Amelia Sachs glanced again at the stained knife, held firmly in his hand. She kept the sight of the Smith & Wesson on Garrett's chest.

Her eyes stung from the ammonia and the sweat. She wiped her face with her sleeve. "Garrett…" Speaking calmly. "Lie down. Nobody's going to hurt you if you do what we say."

She heard distant shouting. "I got Lydia," Ned Spoto called. "She's okay. Mary Beth's not here."

Lucy's voice was calling, "Where, Amelia?"

"On the path to the stream," Sachs shouted. "Throw the knife over there, Garrett. On the ground. Then lie down."

He stared at her cautiously. Red blotches on his skin, eyes wet.

"Come on, Garrett. There're four of us here. There's no way out."

"How?" he asked. "How'd you find me?" His voice was childlike, younger than most sixteen-year-olds'.

She didn't share with him that how they'd found the ammonia trap and the mill had been Lincoln Rhyme, of course. Just as they'd started down the center path at the crossroads in the woods the criminalist had called her. He'd said, "One of the feed-and-grain clerks Jim Bell talked to said that you don't see corn used as feed around here. He said it probably came from a gristmill and Jim knew about an abandoned one that'd burned last year. That'd explain the scorch marks."

Bell got on the phone and told the search party how to get to the mill. Then Rhyme had come back on and added, "I've got a thought about the ammonia too."

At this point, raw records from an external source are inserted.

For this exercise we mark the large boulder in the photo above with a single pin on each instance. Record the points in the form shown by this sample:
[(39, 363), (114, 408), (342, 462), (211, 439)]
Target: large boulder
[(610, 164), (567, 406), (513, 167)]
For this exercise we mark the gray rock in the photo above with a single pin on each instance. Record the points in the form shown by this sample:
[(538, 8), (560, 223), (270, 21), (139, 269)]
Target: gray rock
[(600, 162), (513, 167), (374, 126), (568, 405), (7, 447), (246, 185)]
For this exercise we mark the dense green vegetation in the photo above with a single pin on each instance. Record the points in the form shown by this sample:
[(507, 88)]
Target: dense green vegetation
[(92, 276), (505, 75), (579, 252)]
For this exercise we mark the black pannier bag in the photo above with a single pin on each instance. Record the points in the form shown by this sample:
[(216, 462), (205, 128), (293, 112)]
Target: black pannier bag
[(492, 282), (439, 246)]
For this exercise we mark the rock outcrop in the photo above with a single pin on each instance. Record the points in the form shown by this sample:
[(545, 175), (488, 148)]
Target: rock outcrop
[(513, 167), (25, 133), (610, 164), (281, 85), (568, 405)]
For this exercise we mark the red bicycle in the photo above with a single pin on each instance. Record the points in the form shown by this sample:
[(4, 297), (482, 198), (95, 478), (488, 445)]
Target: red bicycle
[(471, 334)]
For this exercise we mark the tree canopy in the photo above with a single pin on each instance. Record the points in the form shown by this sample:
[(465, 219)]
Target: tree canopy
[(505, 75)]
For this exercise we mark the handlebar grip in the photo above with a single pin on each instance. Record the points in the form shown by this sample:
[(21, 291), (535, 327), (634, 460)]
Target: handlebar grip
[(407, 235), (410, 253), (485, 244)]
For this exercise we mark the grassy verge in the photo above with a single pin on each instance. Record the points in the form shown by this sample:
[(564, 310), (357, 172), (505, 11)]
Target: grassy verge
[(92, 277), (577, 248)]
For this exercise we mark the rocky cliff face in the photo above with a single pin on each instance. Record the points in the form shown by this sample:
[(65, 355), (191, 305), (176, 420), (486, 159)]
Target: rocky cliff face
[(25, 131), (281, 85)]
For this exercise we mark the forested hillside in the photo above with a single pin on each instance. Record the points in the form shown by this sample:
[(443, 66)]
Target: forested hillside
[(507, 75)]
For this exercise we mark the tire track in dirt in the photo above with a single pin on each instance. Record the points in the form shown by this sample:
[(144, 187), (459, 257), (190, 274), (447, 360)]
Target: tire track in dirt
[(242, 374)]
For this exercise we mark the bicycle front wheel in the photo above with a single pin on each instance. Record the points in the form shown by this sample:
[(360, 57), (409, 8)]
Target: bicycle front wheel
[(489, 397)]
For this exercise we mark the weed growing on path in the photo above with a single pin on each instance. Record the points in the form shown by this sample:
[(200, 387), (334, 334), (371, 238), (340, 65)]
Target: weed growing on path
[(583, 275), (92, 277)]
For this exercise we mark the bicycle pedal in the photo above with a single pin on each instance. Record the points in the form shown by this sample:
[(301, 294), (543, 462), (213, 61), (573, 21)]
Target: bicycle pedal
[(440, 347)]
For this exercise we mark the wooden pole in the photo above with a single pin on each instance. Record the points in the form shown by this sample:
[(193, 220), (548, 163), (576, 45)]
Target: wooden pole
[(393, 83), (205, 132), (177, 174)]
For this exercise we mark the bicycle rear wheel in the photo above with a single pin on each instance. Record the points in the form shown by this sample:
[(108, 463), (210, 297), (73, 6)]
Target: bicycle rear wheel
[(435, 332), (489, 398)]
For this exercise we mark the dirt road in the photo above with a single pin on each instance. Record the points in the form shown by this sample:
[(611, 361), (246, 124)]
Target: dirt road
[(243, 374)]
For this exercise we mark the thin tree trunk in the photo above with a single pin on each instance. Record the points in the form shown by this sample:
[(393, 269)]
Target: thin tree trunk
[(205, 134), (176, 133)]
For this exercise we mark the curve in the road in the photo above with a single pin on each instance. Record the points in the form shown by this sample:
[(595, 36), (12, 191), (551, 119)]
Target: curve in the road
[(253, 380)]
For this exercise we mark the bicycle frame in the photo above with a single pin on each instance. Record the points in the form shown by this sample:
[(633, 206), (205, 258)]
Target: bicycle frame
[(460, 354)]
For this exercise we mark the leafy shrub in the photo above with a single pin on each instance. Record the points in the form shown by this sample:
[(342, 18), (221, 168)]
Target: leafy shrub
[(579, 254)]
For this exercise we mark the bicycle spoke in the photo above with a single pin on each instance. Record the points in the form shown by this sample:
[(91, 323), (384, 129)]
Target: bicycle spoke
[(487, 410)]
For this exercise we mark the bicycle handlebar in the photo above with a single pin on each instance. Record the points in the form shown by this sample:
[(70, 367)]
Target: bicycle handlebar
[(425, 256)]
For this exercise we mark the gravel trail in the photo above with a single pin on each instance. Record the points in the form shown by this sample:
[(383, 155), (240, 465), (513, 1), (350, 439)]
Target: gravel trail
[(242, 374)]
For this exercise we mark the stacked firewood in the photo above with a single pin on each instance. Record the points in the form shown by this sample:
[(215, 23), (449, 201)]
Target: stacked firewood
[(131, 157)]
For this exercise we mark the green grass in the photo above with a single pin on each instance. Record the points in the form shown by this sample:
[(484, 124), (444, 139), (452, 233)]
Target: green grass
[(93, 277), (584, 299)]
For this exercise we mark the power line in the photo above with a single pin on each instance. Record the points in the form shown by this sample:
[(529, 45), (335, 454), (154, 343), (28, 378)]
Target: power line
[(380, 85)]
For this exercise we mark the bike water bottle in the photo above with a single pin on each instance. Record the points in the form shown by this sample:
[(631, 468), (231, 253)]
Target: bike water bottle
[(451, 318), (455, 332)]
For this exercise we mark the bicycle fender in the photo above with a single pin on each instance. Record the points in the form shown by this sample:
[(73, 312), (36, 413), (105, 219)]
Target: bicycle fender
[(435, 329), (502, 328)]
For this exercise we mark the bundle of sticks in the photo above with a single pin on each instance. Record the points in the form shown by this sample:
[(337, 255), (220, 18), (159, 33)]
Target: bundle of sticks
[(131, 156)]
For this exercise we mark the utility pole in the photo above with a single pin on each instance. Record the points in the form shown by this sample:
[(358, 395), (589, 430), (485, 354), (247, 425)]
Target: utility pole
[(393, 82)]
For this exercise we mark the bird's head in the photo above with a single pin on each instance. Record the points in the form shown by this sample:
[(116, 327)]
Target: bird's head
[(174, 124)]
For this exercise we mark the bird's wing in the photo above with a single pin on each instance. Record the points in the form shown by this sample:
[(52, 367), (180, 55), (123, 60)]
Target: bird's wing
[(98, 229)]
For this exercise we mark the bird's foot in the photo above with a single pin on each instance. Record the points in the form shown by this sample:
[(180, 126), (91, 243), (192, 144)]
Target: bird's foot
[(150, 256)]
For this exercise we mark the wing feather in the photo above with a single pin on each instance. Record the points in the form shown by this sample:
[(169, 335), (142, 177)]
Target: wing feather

Rhyme had been reading Garrett's books and found an underlined passage about insects' using smells to communicate warnings. He'd decided that since the ammonia wasn't found in commercial explosives, like the kind used at the quarry, Garrett had possibly rigged some ammonia on a fishing-line tripwire. This was so that when the pursuers spilled it the boy could smell that they were close and could escape.

After they found the trap it'd been Sachs' idea to fill one of Ned's water bottles with ammonia, quietly surround the mill and pour the chemical on the ground outside the mill – to flush the boy.

And flush him it had.

But he still wasn't listening to her instructions. Garrett looked around and then studied her face, as if trying to decide if she really would shoot him.

He scratched at a rash on his face and wiped sweat, then adjusted his grip on the knife, looking right and left, eyes filling with despair and panic.

Afraid to startle him into running – or attacking her – Sachs tried to sound like a mother coercing her child to sleep. "Garrett, do what I'm asking. Everything'll be fine. Just do what I'm asking. Please."

• • •

"You got a shot? Take it," Mason Germain was whispering.

A hundred yards away from where that bitchy redhead from New York was confronting the killer, Mason and Nathan Groomer were on the crest of a bald hill.

Mason was standing. Nathan was prone on the hot ground. He'd sandbagged the Ruger on a low rise of helpful rocks and was concentrating on controlling his breathing, the way hunters of elks and geese and human beings are supposed to do before they shoot.

"Go on," Mason urged. "There's no wind. You got a clear view. Take the shot!"